Indeks Harga Saham Gabungan (IHSG) ditutup ambles 1% pada akhir perdagangan Senin (6/1/2025), setelah selama dua hari beruntun bergairah di mana investor tampaknya wait and see menanti sentimen pasar global.
IHSG ditutup ambles 1,17% ke posisi 7.080,47. IHSG terkoreksi ke level psikologis 7.000, setelah dua hari beruntun bertahan di level psikologis 7.100.
Nilai transaksi indeks pada hari ini mencapai sekitar Rp 8 triliun dengan melibatkan 22 miliar saham yang berpindah tangan sebanyak 1,1 juta kali. Sebanyak 221 saham naik, 388 saham turun, dan 190 saham stagnan.
Secara sektoral, sektor bahan baku menjadi penekan terbesar IHSG yakni mencapai 1,65%. Selain itu, sektor keuangan juga menjadi salah satu penekan IHSG yakni sebesar 1,13%.
Sementara dari sisi saham, emiten perbankan raksasa mendominasi penekan IHSG, yakni PT Bank Mandiri (Persero) Tbk (BMRI) yang mencapai 13,4 indeks poin, kemudian PT Bank Central Asia Tbk (BBCA) sebesar 11,5 indeks poin, dan PT Bank Rakyat Indonesia (Persero) Tbk (BBRI) sebesar 5,8 indeks poin.
Selain itu, adapula emiten konglomerasi Prajogo Pangestu PT Chandra Asri Pacific Tbk (TPIA) yang menjadi penekan terbesar IHSG yakni mencapai 13,8 indeks poin dan emiten telekomunikasi PT Telkom Indonesia (Persero) Tbk (TLKM) sebesar 9,2 indeks poin.
IHSG ambles di tengah wait and see pasar menanti sentimen dari global, terutama terkait dengan Federal Open Market Committee (FOMC) bank sentral Amerika Serikat (AS) atau Federal Reserve (The Fed) pada Kamis mendatang.
The Fed akan mengadakan pertemuan untuk membahas kemungkinan hasil keputusan suku bunga dan akan diumumkan pada 30 Januari mendatang.
Kemudian sentimen dari Non-Farm Payrolls (NFP) Desember, sehari setelah rilis data ketenagakerjaan AS yang memberikan gambaran kondisi ekonomi AS. Berdasarkan konsensusnya, jumlah lapangan pekerjaan di luar pertanian untuk Desember akan mencatatkan penurunan yang cukup signifikan dibanding bulan sebelumnya.

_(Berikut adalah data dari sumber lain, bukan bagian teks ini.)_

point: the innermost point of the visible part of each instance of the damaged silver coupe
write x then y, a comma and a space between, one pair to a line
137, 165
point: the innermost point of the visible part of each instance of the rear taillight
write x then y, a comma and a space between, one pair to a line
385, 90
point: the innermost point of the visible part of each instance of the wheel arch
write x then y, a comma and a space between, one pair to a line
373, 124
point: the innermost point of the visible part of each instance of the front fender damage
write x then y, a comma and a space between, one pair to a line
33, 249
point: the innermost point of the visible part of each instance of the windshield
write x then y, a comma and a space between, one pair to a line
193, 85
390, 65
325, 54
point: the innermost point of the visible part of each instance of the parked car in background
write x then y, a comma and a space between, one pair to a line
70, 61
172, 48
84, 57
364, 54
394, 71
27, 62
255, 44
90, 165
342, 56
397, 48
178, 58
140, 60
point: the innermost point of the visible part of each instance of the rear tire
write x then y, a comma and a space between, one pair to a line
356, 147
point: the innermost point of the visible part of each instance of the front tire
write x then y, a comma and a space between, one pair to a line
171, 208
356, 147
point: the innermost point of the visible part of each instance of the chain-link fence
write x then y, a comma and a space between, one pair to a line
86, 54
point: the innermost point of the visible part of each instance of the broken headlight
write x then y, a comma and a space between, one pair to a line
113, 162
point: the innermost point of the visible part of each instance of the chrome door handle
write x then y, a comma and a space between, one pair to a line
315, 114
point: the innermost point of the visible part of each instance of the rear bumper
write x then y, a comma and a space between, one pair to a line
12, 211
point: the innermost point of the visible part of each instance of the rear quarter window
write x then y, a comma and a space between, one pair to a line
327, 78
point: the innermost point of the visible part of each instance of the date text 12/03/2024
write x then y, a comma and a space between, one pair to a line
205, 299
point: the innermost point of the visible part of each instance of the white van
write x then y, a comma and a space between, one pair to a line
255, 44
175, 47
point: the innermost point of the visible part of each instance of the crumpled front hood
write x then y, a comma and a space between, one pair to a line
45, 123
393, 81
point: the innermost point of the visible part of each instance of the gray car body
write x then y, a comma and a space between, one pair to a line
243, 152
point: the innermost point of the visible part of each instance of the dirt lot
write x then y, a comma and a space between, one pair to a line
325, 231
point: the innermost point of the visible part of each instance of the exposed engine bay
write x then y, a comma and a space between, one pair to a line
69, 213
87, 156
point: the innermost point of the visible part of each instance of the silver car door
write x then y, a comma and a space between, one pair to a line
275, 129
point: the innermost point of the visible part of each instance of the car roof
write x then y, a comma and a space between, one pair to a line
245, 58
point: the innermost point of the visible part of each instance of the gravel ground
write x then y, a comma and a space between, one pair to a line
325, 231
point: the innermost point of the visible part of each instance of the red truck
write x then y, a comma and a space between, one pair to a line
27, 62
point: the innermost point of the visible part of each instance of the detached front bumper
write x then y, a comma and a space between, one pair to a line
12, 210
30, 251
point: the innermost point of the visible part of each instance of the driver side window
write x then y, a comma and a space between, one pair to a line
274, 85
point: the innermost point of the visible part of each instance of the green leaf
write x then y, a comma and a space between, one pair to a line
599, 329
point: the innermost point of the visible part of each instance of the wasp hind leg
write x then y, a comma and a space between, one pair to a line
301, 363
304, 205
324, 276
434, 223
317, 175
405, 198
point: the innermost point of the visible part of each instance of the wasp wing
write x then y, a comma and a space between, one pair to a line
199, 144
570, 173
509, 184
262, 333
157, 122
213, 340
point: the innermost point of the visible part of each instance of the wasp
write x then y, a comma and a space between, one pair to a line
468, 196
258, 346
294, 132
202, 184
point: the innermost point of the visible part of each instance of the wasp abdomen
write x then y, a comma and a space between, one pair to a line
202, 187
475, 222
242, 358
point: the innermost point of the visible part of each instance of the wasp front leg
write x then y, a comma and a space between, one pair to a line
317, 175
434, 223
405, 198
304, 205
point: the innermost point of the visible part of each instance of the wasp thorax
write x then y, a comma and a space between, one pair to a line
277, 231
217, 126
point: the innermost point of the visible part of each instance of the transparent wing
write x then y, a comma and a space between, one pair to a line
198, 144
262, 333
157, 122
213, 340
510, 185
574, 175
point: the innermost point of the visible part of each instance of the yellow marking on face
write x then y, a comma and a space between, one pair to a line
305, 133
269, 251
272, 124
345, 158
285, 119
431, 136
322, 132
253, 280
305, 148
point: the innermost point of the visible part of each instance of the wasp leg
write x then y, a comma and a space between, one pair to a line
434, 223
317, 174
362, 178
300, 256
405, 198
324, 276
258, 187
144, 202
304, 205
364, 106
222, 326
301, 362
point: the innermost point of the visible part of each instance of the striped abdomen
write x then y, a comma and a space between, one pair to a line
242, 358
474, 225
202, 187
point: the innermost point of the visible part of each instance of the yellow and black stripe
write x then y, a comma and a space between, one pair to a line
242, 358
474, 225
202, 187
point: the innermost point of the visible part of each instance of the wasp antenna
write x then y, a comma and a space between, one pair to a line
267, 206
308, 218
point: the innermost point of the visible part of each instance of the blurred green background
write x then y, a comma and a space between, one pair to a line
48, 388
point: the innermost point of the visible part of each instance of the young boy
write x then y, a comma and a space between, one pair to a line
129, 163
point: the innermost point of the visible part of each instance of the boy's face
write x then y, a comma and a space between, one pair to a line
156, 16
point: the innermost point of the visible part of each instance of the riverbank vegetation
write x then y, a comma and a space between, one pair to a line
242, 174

NFP Desember diperkirakan akan mencatatkan lapangan pekerjaan sekitar 150 ribu dibandingkan November yang sebesar 227 ribu.
Pasar juga masih berharap fenomena January Effect sebagai momentum seasonal bakal terjadi pada awal hingga pertengahan Januari 2025 meski pada hari ini IHSG merana. Fenomena ini memiliki kecenderungan pada harga saham di dua minggu pertama atau sepanjang Januari akan mengalami kenaikan.
Namun, tampaknya probabilitas IHSG menikmati January Effect masih cenderung kecil karena arus dana asing yang masih mencatatkan outflow.
Adapun hal tersebut dapat terjadi karena siklus pergerakan sebuah saham, di mana IHSG sudah bergerak konsisten turun sejak empat bulan terakhir yang secara historikal IHSG cenderung berubah tren dari yang sudah berlangsung selama kurang lebih empat bulan terakhir.